É um método. Conflituoso e muito semelhante ao artifício do “nós contra eles”
de Lula, mas exitoso: seu
eleitor de raiz está firme.
Segundo Dora Kramer,
dadas as qualificações intelectuais de ambos, não se pode condenar o presidente
por copiar o adversário de quem absorve os conceitos trocando-lhes os sinais
antes de apresentá-los à população, a fim de tentar obter o mesmo grau de
sucesso conseguido pelo discurso da “quase lógica”, assim muito bem denominado
pela cientista política Luciana
Veiga. Ainda em 2005, quando era geral o encantamento com Lula — a ponto de serem celebradas suas
exorbitâncias verbais, vistas como fruto de genialidade política —, a cientista
pontuava: “O presidente usa argumentos
que parecem lógicos segundo noções genéricas do cotidiano, embora não o sejam
se cotejados com a precisão da realidade. Ele tem gosto especial por temas de menor relevância”.
À época, Luciana foi
ignorada pelos meios de comunicação e pela comunidade acadêmica que hoje a
ouvem a respeito do jeito Bolsonaro
de ser. Não se toca no assunto nem se relembra o conteúdo da análise
sobre Lula. A tal da quase
lógica é a arte de dizer bobagens e/ou obviedades com jeito de coisa séria. No
caso do atual mandatário, ainda há que acrescentar o gosto por decisões
pautadas em irrelevâncias. Alguns temas até são importantes, mas perdem relevo
e caem no esquecimento pela forma e pelo momento que Bolsonaro escolhe para a abordagem.

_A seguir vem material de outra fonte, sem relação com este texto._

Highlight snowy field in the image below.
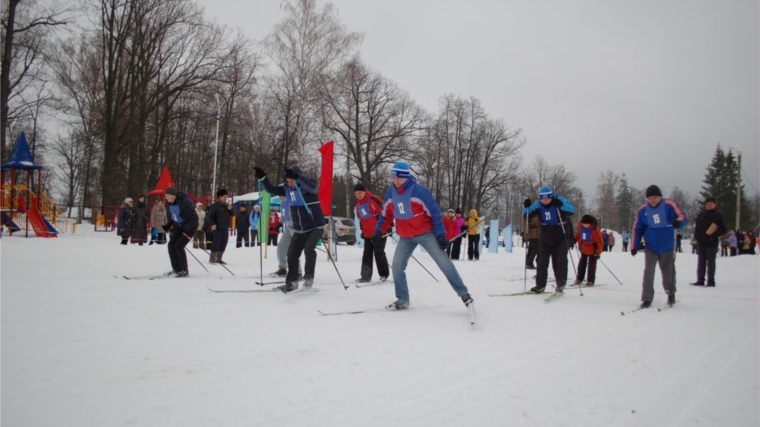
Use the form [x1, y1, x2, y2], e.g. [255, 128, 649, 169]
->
[2, 228, 758, 427]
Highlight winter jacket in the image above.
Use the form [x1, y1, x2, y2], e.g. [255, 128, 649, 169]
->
[117, 204, 134, 237]
[608, 233, 615, 246]
[166, 192, 199, 234]
[631, 198, 687, 254]
[523, 196, 576, 245]
[602, 232, 609, 245]
[575, 221, 603, 256]
[207, 201, 233, 231]
[465, 211, 483, 236]
[236, 209, 250, 232]
[694, 208, 727, 249]
[354, 190, 389, 238]
[150, 204, 167, 229]
[375, 176, 445, 239]
[133, 201, 149, 232]
[269, 214, 280, 235]
[727, 231, 737, 248]
[444, 216, 458, 240]
[259, 165, 326, 232]
[455, 216, 465, 234]
[195, 208, 206, 231]
[249, 210, 261, 230]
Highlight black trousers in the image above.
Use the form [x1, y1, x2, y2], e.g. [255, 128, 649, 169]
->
[451, 236, 463, 259]
[361, 236, 390, 279]
[623, 241, 629, 252]
[536, 238, 568, 288]
[577, 253, 597, 284]
[211, 229, 229, 253]
[467, 234, 480, 260]
[526, 239, 538, 266]
[270, 234, 278, 246]
[168, 230, 191, 272]
[696, 244, 718, 285]
[236, 229, 249, 248]
[286, 228, 323, 285]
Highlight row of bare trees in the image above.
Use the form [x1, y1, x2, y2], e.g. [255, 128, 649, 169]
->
[3, 0, 587, 227]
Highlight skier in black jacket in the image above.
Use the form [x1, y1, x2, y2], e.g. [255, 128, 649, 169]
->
[163, 187, 199, 277]
[691, 197, 727, 287]
[254, 165, 325, 292]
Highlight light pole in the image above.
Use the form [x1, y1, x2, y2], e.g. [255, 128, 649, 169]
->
[731, 146, 741, 229]
[212, 94, 220, 197]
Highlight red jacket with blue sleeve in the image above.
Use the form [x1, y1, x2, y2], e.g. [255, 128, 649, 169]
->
[355, 190, 391, 238]
[375, 177, 446, 239]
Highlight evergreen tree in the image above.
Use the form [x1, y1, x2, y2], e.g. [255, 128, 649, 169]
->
[616, 174, 634, 231]
[700, 145, 753, 229]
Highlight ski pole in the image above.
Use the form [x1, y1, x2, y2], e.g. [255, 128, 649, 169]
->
[555, 206, 581, 296]
[596, 257, 623, 285]
[195, 244, 236, 276]
[390, 234, 439, 283]
[184, 246, 210, 274]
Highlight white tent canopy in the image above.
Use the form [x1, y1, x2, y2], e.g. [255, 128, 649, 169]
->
[233, 192, 281, 204]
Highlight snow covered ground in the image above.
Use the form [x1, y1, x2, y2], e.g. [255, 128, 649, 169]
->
[2, 228, 758, 427]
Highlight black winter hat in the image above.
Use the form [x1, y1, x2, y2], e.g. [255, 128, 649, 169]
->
[580, 214, 595, 225]
[705, 196, 716, 204]
[455, 208, 462, 214]
[645, 185, 662, 198]
[353, 183, 367, 192]
[165, 187, 178, 196]
[216, 188, 228, 197]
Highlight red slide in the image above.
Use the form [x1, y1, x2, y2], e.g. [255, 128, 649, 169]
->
[26, 208, 57, 238]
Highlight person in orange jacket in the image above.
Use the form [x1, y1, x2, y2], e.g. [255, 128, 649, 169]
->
[574, 214, 603, 286]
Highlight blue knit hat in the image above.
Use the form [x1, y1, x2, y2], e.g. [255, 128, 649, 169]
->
[538, 186, 555, 199]
[391, 161, 412, 178]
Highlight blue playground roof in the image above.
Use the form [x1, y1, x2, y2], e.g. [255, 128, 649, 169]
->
[1, 132, 43, 170]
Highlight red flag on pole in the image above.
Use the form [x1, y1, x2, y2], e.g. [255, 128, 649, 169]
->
[318, 141, 334, 217]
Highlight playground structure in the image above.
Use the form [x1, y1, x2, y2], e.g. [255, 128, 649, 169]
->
[1, 132, 67, 238]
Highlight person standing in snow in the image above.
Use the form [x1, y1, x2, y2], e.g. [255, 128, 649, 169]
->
[207, 189, 234, 264]
[691, 196, 727, 287]
[132, 194, 149, 245]
[163, 187, 199, 277]
[607, 231, 616, 252]
[523, 200, 539, 270]
[522, 186, 576, 294]
[353, 183, 392, 283]
[117, 197, 134, 245]
[268, 210, 280, 246]
[254, 165, 325, 292]
[574, 214, 603, 286]
[443, 209, 459, 258]
[150, 199, 167, 245]
[192, 202, 206, 249]
[465, 209, 483, 260]
[249, 205, 261, 247]
[451, 209, 465, 260]
[373, 161, 473, 310]
[622, 230, 631, 252]
[235, 204, 250, 248]
[631, 184, 688, 307]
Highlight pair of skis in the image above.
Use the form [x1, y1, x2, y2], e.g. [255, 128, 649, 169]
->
[621, 302, 677, 315]
[319, 302, 477, 325]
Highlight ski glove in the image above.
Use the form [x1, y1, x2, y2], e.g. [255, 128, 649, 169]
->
[594, 254, 601, 260]
[371, 232, 382, 245]
[672, 219, 681, 228]
[284, 168, 297, 179]
[437, 235, 449, 250]
[552, 198, 563, 208]
[161, 224, 171, 233]
[253, 167, 266, 180]
[630, 249, 638, 257]
[523, 198, 531, 208]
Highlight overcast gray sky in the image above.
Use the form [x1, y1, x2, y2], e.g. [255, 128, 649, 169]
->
[198, 0, 759, 200]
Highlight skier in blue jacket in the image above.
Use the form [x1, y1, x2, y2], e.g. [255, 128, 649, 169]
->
[522, 186, 576, 294]
[631, 184, 688, 308]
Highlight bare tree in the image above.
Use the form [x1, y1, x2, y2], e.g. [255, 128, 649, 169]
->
[1, 0, 68, 161]
[320, 56, 422, 188]
[595, 170, 619, 229]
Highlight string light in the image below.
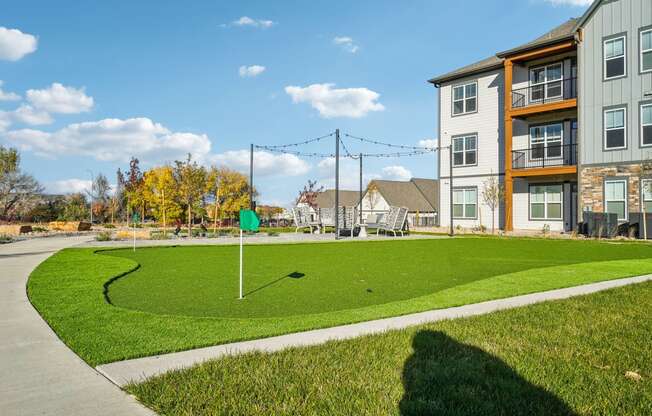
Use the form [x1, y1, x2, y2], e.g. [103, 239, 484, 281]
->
[256, 132, 335, 149]
[344, 132, 436, 152]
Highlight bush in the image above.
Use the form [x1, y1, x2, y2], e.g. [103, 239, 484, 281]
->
[103, 224, 116, 229]
[267, 231, 280, 237]
[151, 232, 170, 240]
[31, 226, 48, 233]
[0, 234, 12, 244]
[95, 231, 112, 242]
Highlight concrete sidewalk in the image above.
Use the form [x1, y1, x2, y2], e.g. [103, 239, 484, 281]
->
[0, 237, 155, 416]
[98, 273, 652, 387]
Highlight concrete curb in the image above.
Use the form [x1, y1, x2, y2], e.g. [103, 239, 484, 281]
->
[97, 274, 652, 387]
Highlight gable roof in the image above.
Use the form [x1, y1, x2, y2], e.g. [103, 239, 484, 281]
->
[369, 179, 438, 212]
[575, 0, 604, 29]
[428, 55, 503, 86]
[314, 190, 360, 208]
[496, 18, 579, 58]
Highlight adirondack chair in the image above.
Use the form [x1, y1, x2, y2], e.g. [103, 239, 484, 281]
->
[292, 207, 321, 234]
[377, 206, 409, 236]
[319, 207, 335, 232]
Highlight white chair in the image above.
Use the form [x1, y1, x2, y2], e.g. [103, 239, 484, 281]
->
[292, 207, 321, 234]
[377, 206, 409, 236]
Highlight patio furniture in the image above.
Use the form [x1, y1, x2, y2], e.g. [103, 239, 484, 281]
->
[337, 206, 358, 237]
[292, 207, 321, 234]
[319, 207, 335, 233]
[377, 206, 409, 236]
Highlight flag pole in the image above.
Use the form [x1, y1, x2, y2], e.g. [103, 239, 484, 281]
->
[239, 228, 243, 299]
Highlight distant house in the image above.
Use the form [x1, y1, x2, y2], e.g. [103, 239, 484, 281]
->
[360, 178, 439, 227]
[296, 189, 360, 221]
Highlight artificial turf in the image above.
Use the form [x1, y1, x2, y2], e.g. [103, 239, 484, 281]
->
[27, 237, 652, 365]
[105, 238, 652, 318]
[127, 281, 652, 416]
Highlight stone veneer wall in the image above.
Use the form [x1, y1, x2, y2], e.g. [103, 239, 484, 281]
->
[580, 162, 652, 214]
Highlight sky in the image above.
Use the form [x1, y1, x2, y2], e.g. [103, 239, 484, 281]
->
[0, 0, 593, 207]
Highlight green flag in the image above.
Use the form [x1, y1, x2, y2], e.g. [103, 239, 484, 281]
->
[239, 209, 260, 232]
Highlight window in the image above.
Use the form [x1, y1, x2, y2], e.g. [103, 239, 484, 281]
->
[604, 107, 627, 150]
[530, 123, 563, 159]
[530, 185, 563, 220]
[452, 82, 477, 115]
[641, 29, 652, 73]
[643, 180, 652, 213]
[452, 188, 477, 219]
[605, 179, 627, 221]
[530, 63, 563, 102]
[642, 104, 652, 147]
[604, 36, 626, 79]
[452, 135, 477, 166]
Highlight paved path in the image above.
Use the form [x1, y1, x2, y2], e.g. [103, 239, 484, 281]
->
[0, 237, 155, 416]
[98, 273, 652, 387]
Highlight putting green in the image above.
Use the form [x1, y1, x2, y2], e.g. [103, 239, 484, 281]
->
[103, 238, 652, 319]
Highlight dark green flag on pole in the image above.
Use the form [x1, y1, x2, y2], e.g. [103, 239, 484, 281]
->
[238, 209, 259, 299]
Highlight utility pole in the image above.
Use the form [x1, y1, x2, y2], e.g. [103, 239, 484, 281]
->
[359, 153, 363, 225]
[335, 129, 340, 240]
[249, 143, 254, 210]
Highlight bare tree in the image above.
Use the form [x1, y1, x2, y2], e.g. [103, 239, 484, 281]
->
[296, 180, 324, 209]
[481, 175, 504, 234]
[0, 146, 43, 222]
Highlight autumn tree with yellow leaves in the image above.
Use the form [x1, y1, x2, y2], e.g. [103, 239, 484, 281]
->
[142, 166, 181, 235]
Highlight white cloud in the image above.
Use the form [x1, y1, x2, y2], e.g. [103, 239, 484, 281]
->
[285, 83, 385, 119]
[211, 150, 310, 177]
[0, 112, 11, 132]
[47, 178, 92, 195]
[418, 138, 438, 149]
[231, 16, 275, 28]
[238, 65, 266, 78]
[4, 117, 212, 163]
[12, 104, 53, 125]
[381, 165, 412, 181]
[26, 83, 94, 114]
[543, 0, 592, 6]
[316, 157, 380, 189]
[0, 81, 20, 101]
[333, 36, 359, 54]
[0, 27, 38, 61]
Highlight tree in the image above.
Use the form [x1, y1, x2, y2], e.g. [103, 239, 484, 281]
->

Um exemplo é a indicação de zero três para a embaixada
em Washington, vaga desde abril, quando o diplomata Sergio Amaral decidiu retirar-se de cena por respeito a si e à
carreira. Tantas são as resistências ao nome do deputado que muitos
especulam se a ideia vai prosperar — eu acho que vai, porque Trump não se oporá à escolha, e o mesmo deverá acontecer (por motivos diversos, naturalmente) com os senadores que submeterão "o garoto" à sabatina de praxe, mesmo que o maior destaque em seu currículo seja
ter fritado hambúrgueres numa lanchonete da rede Popeyes, que serve frango frito. A pergunta
que não quer calar é: por que semear conflito justamente quando o governo
deveria curtir o bom momento da aprovação da reforma da Previdência na Câmara?
Para atrair as atenções voltadas para o deputado Rodrigo Maia é uma hipótese. Irrelevante, pois.
Vamos aprendendo que nada é tão insignificante que não
mereça a atenção de Jair Bolsonaro.
Discutir horário de verão em pleno mês de março enquadra-se perfeitamente no
modelo. Assim como proposições inexequíveis por força da realidade. Nesse campo
temos a transferência da embaixada brasileira de Telavive para Jerusalém, o
pacto entre Poderes cuja finalidade seria levar Legislativo e Judiciário a
obedecer ao Executivo e a criação de uma moeda conjunta (peso-real) com a
Argentina.
Nada disso vai adiante, como não irão as ideias de
transformar Angra dos Reis (RJ) numa nova Cancún ou de liberar Fernando de
Noronha ao turismo predatório. Presidentes normalmente interferem quando há
necessidade de um “freio de arrumação” no governo. Com Bolsonaro é diferente: ele está
permanentemente com o freio de mão puxado no modo desarrumação.